The class `QILinearEstimator` provides three methods:
`fit`, `predict_x`, and `predict_b`. Once the `fit` method has been called using `A` and `b`,
`predict_x` can be used to sample entries of the estimated coefficient vector. Alternatively,
`predict_b` can be used to sample entries of predictions corresponding to (un)observed
target values.
*Limitations in (end-)use: the content of this software package may solely be used for applications
that comply with international export control laws.*
## Documentation
Documentation of the linear regression package can be found [here](https://tno-
quantum.github.io/documentation/).
## Install
Easily install the `tno.quantum.ml.regression.linear_regression` package using pip:
```console
$ python -m pip install tno.quantum.ml.regression.linear_regression
```
## Example
See example below.
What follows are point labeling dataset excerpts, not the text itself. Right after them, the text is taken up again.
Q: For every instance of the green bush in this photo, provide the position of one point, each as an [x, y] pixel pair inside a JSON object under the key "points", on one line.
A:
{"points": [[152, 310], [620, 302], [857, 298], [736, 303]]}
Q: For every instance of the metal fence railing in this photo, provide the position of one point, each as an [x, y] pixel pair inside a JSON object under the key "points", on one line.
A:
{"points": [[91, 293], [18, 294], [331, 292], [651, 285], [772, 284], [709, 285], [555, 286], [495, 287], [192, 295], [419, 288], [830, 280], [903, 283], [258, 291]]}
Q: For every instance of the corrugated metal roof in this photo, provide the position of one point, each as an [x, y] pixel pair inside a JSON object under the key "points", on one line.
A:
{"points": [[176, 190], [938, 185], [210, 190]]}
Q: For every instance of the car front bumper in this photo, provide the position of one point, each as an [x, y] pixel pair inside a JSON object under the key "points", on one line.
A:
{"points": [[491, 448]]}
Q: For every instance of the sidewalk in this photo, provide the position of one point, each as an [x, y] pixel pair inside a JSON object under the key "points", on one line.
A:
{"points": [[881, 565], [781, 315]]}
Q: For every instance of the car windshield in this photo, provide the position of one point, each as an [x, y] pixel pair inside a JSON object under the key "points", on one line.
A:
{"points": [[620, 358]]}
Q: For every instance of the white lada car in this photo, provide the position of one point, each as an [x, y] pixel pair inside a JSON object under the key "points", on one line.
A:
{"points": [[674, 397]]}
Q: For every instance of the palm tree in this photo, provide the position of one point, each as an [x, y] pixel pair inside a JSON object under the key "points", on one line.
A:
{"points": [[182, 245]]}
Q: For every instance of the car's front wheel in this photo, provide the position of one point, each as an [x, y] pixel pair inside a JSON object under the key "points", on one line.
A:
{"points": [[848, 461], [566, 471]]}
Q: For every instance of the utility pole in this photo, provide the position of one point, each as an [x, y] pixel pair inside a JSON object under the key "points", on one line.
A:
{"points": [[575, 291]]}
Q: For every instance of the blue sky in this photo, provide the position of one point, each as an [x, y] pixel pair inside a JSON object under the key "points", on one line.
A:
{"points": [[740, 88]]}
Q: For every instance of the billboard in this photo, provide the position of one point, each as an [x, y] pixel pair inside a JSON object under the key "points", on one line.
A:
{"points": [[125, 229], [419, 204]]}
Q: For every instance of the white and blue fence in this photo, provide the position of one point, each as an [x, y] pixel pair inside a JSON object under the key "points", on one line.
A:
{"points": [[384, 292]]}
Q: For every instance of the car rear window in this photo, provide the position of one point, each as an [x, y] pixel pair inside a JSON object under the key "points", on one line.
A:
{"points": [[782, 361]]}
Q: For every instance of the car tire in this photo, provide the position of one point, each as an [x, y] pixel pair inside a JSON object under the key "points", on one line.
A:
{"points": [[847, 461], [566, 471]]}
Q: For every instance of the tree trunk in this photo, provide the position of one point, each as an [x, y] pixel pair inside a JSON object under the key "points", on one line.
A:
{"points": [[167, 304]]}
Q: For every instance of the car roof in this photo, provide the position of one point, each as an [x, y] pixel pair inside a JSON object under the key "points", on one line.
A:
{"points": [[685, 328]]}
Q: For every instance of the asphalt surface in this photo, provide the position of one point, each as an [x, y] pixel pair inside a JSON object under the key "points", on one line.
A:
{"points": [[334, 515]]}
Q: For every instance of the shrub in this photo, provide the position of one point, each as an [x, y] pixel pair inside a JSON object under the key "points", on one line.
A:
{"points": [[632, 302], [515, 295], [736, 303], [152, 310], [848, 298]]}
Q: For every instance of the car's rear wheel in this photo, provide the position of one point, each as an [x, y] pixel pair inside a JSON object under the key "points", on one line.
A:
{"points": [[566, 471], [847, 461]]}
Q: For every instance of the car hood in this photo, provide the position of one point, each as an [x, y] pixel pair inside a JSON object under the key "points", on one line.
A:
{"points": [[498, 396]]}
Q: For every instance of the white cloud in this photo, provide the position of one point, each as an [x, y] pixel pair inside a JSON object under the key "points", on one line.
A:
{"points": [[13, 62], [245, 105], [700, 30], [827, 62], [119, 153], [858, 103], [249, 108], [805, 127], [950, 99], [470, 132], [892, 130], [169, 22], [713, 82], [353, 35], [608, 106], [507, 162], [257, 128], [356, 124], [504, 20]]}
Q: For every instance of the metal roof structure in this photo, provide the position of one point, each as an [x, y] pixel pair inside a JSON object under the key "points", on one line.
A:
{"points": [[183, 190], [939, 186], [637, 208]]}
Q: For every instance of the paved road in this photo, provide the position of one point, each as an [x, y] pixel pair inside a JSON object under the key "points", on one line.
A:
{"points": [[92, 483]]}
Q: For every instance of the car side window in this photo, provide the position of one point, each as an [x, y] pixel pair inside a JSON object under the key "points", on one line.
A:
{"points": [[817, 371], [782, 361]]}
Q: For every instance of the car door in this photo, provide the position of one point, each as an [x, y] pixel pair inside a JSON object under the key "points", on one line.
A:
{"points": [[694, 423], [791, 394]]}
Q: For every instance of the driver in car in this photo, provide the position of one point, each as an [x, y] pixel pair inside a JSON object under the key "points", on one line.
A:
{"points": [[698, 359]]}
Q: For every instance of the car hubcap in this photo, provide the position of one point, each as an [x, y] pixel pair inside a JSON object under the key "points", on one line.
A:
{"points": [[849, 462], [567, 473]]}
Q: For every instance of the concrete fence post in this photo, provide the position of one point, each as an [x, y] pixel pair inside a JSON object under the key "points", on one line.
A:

More examples can be found in the `test` directory.
```python
import numpy as np
from sklearn.datasets import make_low_rank_matrix
from sklearn.model_selection import train_test_split
from tno.quantum.ml.regression.linear_regression import QILinearEstimator
rng = np.random.RandomState(7)
# Generate example data
m = 700
n = 100
A = make_low_rank_matrix(n_samples=m, n_features=n, effective_rank=3, random_state=rng, tail_strength=0.1)
x = rng.normal(0, 1, A.shape[1])
b = A @ x
# Create training and test datasets
A_train, A_test, b_train, b_test = train_test_split(A, b, test_size=0.3, random_state=rng)
# Fit quantum-inspired model
rank = 3
r = 100
c = 30
n_samples = 100 # for Monte Carlo methods
qi = QILinearEstimator(r, c, rank, n_samples, rng, sketcher_name="fkv")
qi = qi.fit(A_train, b_train)
# Sample from b (vector of predictions)
n_entries_b = 1000
sampled_indices_b, sampled_b = qi.predict_b(A_test, n_entries_b)
```
## Credits
The algorithms found in this repository have been developed in collaboration
with the Quantum Application Lab and have been based on:
- https://github.com/QuantumApplicationLab/quantum-inspired-algorithms
- https://github.com/XanaduAI/quantum-inspired-algorithms
- "Quantum-inspired algorithms in practice", by Juan Miguel Arrazola, Alain Delgado, Bhaskar Roy Bardhan, and Seth Lloyd. 2020-08-13, volume 4, page 307. Quantum 4, 307 (2020).
- "Quantum-inspired low-rank stochastic regression with logarithmic dependence on the dimension", by András Gilyén, Seth Lloyd, Ewin Tang. (2018). ArXiv, abs/1811.04909.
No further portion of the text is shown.